Positive Technologies has carried out a study on all the Android applications present on the Google Play Store and iOS apps on the Apple Store in order to reveal how many of them pose risks to user safety.
43% of Android apps contain some kind of vulnerability, while the percentage stops at 35% for iOS. The analysis continues by stating that 76% of these vulnerabilities relate to the unsafe storage of data, which means that passwords, financial and personal data are often easily accessible by malicious parties. The work to be dealt with by criminals would not even be so complicated, given that 89% of vulnerabilities discovered are accessible by malware already present on the “market”.
Focusing on the data concerning Android, it also turns out that 74% of the flaws concern the lack of security on the application side, while 42% on the server side or even a combination of the two. Finally, don’t think that the root worsens the situation much since most vulnerabilities seem not to require it in “allowing” access to sensitive data.

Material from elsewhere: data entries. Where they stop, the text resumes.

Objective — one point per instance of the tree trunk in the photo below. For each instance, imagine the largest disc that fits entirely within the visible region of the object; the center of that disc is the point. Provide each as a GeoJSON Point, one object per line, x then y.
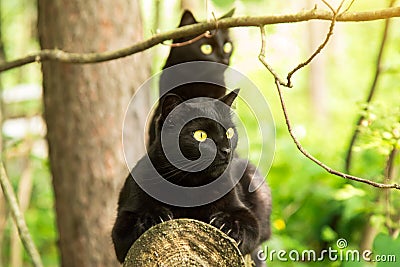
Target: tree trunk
{"type": "Point", "coordinates": [84, 112]}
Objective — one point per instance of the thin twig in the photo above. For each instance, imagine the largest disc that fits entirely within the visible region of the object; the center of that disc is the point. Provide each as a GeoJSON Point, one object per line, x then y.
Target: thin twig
{"type": "Point", "coordinates": [299, 146]}
{"type": "Point", "coordinates": [318, 162]}
{"type": "Point", "coordinates": [319, 49]}
{"type": "Point", "coordinates": [389, 173]}
{"type": "Point", "coordinates": [349, 6]}
{"type": "Point", "coordinates": [261, 56]}
{"type": "Point", "coordinates": [195, 29]}
{"type": "Point", "coordinates": [371, 93]}
{"type": "Point", "coordinates": [19, 218]}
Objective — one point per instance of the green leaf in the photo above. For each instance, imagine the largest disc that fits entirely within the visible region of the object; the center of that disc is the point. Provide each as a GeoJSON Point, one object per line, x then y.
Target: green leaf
{"type": "Point", "coordinates": [386, 247]}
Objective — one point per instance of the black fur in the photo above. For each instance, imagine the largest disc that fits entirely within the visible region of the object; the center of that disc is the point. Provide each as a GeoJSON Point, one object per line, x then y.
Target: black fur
{"type": "Point", "coordinates": [241, 214]}
{"type": "Point", "coordinates": [189, 53]}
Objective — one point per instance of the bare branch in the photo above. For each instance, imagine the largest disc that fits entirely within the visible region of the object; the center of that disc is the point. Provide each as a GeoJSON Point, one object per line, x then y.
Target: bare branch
{"type": "Point", "coordinates": [318, 162]}
{"type": "Point", "coordinates": [262, 57]}
{"type": "Point", "coordinates": [196, 29]}
{"type": "Point", "coordinates": [371, 92]}
{"type": "Point", "coordinates": [19, 218]}
{"type": "Point", "coordinates": [319, 49]}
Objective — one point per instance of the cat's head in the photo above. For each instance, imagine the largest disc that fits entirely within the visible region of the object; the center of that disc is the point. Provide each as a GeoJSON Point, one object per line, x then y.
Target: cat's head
{"type": "Point", "coordinates": [202, 128]}
{"type": "Point", "coordinates": [217, 48]}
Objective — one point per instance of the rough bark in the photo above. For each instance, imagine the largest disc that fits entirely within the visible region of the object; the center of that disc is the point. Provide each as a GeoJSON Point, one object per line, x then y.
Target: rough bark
{"type": "Point", "coordinates": [184, 242]}
{"type": "Point", "coordinates": [84, 112]}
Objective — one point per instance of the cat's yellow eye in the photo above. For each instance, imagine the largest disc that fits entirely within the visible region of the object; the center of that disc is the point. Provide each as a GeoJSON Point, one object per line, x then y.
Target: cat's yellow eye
{"type": "Point", "coordinates": [206, 49]}
{"type": "Point", "coordinates": [230, 133]}
{"type": "Point", "coordinates": [200, 135]}
{"type": "Point", "coordinates": [227, 47]}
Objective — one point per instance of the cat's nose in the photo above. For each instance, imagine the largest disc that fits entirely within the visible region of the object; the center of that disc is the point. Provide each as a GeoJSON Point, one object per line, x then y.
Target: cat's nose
{"type": "Point", "coordinates": [225, 151]}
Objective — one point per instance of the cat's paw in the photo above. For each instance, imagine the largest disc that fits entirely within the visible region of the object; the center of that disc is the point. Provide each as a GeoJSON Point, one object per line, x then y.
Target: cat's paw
{"type": "Point", "coordinates": [240, 225]}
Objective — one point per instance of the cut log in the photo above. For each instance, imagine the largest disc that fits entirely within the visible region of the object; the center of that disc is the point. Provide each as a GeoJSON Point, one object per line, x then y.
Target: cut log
{"type": "Point", "coordinates": [184, 242]}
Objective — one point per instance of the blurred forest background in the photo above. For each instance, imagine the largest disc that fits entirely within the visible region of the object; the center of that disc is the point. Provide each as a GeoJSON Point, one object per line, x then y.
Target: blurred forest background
{"type": "Point", "coordinates": [311, 209]}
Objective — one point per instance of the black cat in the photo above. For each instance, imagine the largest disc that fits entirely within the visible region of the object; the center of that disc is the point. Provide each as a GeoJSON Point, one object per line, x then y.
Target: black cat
{"type": "Point", "coordinates": [211, 136]}
{"type": "Point", "coordinates": [216, 48]}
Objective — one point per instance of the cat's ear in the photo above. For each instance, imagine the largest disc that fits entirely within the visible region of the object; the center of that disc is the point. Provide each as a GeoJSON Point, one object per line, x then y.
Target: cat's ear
{"type": "Point", "coordinates": [187, 19]}
{"type": "Point", "coordinates": [229, 14]}
{"type": "Point", "coordinates": [170, 101]}
{"type": "Point", "coordinates": [229, 98]}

What is Google’s position? The company has long started a process to analyze and remove the applications that require permits not necessary for their correct functioning, but the main problem at the moment does not have a simple solution given that it is at the base.
In fact, the vulnerabilities are created by the developers themselves: the rewriting of the code, which can be tens of thousands of lines, is certainly not easy and therefore some errors are made. In your opinion, what could be the most effective solution?